Depreciation recapture is the tax you owe when you sell a rental, charged on the depreciation you claimed against the building over the years you held it. It applies to residential rentals under Section 1250, is taxed at your ordinary rate up to a 25 percent ceiling, and, this is the part that surprises people, it applies to depreciation you were allowed to take even if you never actually took it.
The IRS lets you deduct a slice of the building each year you rent it. When you sell, it adds that running total back to your taxable gain and taxes it separately from the rest. The deductions felt free while you held the property. They were a loan, and the sale is the bill.
In practice
Say you buy a single-family rental for $300,000, with $60,000 of that allocated to land. The depreciable building basis is $240,000, recovered straight-line over 27.5 years, so roughly $8,727 a year. After 10 years you have claimed about $87,270 in depreciation. That lowered your cost basis from $300,000 to about $212,730.
Now you sell for $400,000 (ignore selling costs to keep the math clean).

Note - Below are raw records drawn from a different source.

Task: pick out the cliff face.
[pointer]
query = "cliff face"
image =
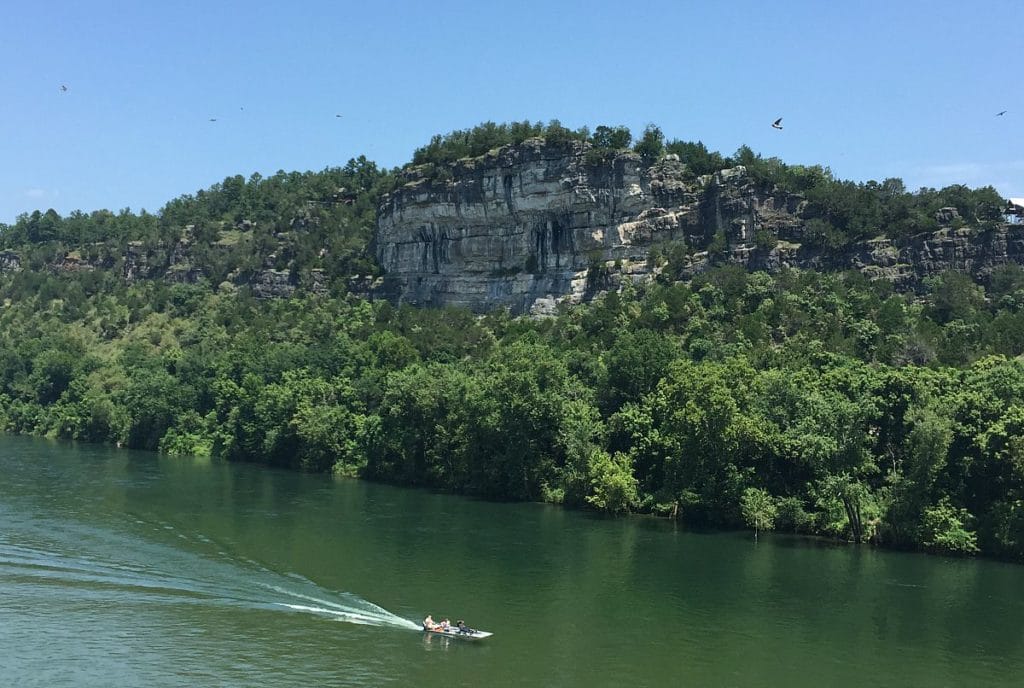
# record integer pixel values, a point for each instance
(527, 226)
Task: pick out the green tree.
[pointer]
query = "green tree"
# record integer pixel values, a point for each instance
(759, 510)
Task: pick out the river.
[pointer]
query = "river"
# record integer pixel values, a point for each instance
(124, 568)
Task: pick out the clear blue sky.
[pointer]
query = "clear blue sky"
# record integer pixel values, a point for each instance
(871, 89)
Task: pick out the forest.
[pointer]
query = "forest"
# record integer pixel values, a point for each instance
(819, 403)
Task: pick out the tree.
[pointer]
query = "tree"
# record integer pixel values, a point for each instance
(651, 144)
(944, 528)
(759, 510)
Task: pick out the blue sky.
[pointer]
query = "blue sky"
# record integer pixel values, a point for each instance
(870, 89)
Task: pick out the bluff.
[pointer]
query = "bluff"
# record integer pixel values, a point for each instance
(529, 225)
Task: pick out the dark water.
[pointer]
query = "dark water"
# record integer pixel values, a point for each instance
(129, 569)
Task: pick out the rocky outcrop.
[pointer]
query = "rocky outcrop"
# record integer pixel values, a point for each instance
(527, 225)
(9, 262)
(532, 225)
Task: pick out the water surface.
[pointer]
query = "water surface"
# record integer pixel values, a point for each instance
(132, 569)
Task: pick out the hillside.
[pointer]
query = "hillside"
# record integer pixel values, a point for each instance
(819, 401)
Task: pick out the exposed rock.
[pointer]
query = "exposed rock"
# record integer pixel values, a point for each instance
(532, 225)
(272, 285)
(523, 226)
(136, 265)
(9, 262)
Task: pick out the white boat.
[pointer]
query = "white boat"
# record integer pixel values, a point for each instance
(454, 632)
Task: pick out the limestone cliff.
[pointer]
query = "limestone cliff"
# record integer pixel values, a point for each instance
(529, 225)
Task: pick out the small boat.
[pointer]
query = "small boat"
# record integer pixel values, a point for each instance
(454, 632)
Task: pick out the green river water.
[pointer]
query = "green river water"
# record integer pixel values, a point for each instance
(121, 568)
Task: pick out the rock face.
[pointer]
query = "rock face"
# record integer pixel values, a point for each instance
(531, 225)
(9, 262)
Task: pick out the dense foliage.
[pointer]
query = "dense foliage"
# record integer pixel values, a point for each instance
(817, 403)
(805, 402)
(292, 220)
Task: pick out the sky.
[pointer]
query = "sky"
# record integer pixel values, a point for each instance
(869, 89)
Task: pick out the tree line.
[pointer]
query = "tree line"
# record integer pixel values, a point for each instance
(817, 403)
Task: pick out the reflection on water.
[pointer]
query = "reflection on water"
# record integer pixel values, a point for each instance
(128, 568)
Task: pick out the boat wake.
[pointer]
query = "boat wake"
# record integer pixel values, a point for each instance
(104, 567)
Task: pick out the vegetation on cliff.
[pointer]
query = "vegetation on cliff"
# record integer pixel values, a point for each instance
(801, 401)
(858, 413)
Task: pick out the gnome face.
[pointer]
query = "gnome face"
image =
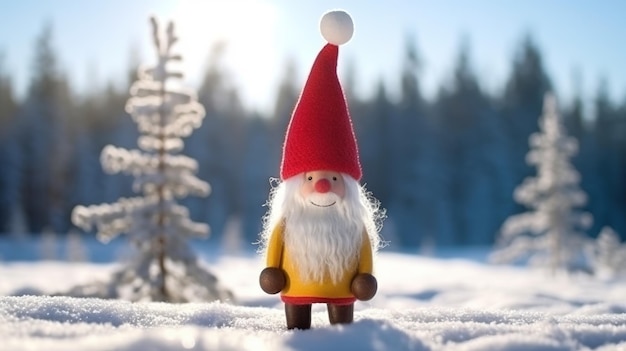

Your total gain is $400,000 − $212,730, or $187,270. Of that, $87,270 is unrecaptured Section 1250 gain, taxed at up to 25 percent: about $21,818 if you are at the ceiling. The remaining $100,000 is regular long-term capital gain, taxed at 0, 15, or 20 percent depending on your income. The recaptured piece does not get the lower capital-gain rate, which is why a sale can cost more than a quick gain estimate suggests.
Why it matters to a small landlord
Two things bite. First, you cannot skip depreciation to avoid the bill. The IRS recaptures what you were allowed to deduct, so a landlord who never claimed it pays recapture anyway and got no deduction in return. Run the numbers in the depreciation calculator and read how the 27.5-year math works so the annual deduction is on your return every year, not left on the table. Second, recapture is a reason the headline profit on a sale is not the cash you keep. Model it before you list.
Recapture sits next to a few terms worth knowing together. Your cost basis is what depreciation erodes year by year, and the recapture is the reckoning. The portion above recapture is capital gains, taxed at the lower long-term rate. And a properly structured 1031 exchange defers both the gain and the recapture into the next property, which is the main reason long-term holders use one instead of cashing out.
These are estimates to help you organize your year for your CPA, not tax advice. Confirm current Section 1250 treatment and the 25 percent ceiling, and have a tax professional run your actual sale.